Interestingly enough, the RFC for ESP (RFC 4303) does not discuss algorithms that must be implemented for ESP. Those guidelines can be found in RFC 7321. You're probably wondering why I always include the RFC number in my posts. The more you use them, the more likely you are to remember them. And, since I'm going there to read the RFC, I might as well post the link. [Yes, I read RFCs. Be afraid - very afraid.]
Now think about why they had a separate RFC for mandatory algorithms (or why they have mandatory ones at all). The nature of cryptography is that it is constantly changing. What was secure yesterday (DES) is no longer secure today. Cryptanalysis is a field where they are constantly testing and hammering at algorithms to test their strength. As they are testing today's algorithms, they are also creating new and improved algorithms. When today's strong encryption is no longer considered "strong," you want to be able to move to the newer (currently strong) algorithms. Keeping mandatory standards is one way to make sure that IPsec still works and is still secure and everyone supports the currently secure protocols. That way devices continue to play well together.

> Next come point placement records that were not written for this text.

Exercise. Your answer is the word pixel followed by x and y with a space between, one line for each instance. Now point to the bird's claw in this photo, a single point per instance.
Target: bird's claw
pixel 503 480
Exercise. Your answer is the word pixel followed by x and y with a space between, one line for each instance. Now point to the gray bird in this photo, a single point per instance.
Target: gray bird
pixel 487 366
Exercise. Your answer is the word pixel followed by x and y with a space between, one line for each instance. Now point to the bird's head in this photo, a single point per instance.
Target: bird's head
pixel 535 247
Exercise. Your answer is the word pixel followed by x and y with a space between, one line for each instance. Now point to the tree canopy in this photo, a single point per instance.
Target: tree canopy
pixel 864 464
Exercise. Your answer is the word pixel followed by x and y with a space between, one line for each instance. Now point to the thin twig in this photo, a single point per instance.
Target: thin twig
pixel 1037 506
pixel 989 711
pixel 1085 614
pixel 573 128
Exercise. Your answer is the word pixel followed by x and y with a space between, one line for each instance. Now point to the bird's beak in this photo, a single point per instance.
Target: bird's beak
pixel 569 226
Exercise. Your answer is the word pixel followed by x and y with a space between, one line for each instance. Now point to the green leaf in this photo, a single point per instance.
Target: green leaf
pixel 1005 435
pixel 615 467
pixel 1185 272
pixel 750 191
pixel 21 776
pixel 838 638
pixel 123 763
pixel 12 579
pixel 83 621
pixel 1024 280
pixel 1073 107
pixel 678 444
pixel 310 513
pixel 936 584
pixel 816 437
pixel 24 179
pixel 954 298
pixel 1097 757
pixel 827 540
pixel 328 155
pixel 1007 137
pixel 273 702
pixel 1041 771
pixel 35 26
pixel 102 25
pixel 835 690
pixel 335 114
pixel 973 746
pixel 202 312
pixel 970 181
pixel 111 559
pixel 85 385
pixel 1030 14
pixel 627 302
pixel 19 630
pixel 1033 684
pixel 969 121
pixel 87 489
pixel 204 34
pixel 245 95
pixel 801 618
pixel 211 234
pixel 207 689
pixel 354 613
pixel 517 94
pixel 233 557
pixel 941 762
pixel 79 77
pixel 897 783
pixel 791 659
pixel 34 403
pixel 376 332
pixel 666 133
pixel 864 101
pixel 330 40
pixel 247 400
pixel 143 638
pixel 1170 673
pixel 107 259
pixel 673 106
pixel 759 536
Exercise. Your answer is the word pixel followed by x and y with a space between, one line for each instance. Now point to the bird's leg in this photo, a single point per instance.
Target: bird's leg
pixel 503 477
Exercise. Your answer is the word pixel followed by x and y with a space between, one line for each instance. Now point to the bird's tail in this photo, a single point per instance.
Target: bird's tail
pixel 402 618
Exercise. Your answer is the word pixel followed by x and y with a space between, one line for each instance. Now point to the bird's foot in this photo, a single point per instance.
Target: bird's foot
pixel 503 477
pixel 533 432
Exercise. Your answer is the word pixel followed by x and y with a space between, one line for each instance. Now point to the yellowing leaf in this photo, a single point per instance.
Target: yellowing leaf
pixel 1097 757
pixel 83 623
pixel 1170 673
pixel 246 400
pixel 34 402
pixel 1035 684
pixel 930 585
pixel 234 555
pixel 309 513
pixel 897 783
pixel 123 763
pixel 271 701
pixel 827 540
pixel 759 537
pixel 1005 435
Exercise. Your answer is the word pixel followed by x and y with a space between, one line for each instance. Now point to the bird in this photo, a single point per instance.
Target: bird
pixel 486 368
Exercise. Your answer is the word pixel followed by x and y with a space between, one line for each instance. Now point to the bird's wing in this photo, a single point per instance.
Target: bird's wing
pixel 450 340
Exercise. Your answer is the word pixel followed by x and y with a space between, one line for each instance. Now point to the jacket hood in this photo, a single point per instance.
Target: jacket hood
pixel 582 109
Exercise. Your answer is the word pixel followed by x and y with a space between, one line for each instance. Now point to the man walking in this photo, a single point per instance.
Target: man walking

The list of algorithms is interesting. But it's a bit difficult to read - since they outline the Old Standard and the New Standard. There are a lot of "SHOULD, MAY, MUST, MUST NOT" in the tables that can be confusing to someone not specifically interested in implementing this in code. I doubt the exam will cover any individual algorithm and/or its update or required usage. More relevant would be this list that I posted previously:
## AH ##
ah-md5-hmac
ah-sha-hmac
## ESP Encryption ##
esp-aes
esp-gcm
esp-gmac
esp-aes 192
esp-aes 256
esp-des
esp-3des
esp-null
## ESP Authentication ##
esp-md5-hmac
esp-sha-hmac
Now that we've gone through this material, let's think about how NAT fits into the picture. [This may be a fair question on the exam.] Think about what was said above about the ICV. Also note that the Source Address is not considered a mutable field. However, if a source uses its real IP address - and that later gets translated at the router, that is definitely going to break the ICV (if that field is part of the ICV calculation). Look again at the diagrams of AH and ESP in my previous post, and compare all of those headers and the "integrity" lines. AH is going to try and authenticate the headers in both tunnel and transport mode. That's what it does. ESP does encryption (with optional integrity checks). The new header in tunnel mode and the original header in transport mode are not checked for integrity. Therefore, if you use (or get a question on) NAT and AH vs ESP -- AH cannot handle NAT and ESP can handle NAT. Now if you do get something on that topic, look closely at the question. ESP can handle NAT, but has trouble with PAT. You don't see a lot of information on this, but think about the difference. NAT maps IP addresses to IP addresses - that would be in the IP header. PAT maps real IP addresses to an IP address and port. Now you're moving out of the realm of the IP header - so it would make sense that there could be issues. Most likely, any question would be AH vs ESP with NAT rather than ESP with NAT vs PAT. But, that's just a guess.
And with that, I'm done reviewing AH and ESP. Another reminder (mainly to myself) - there are 28 listed topics on section 2.0 and it only counts for 14% of the exam. Learn all you can and review everything, but keep things in perspective.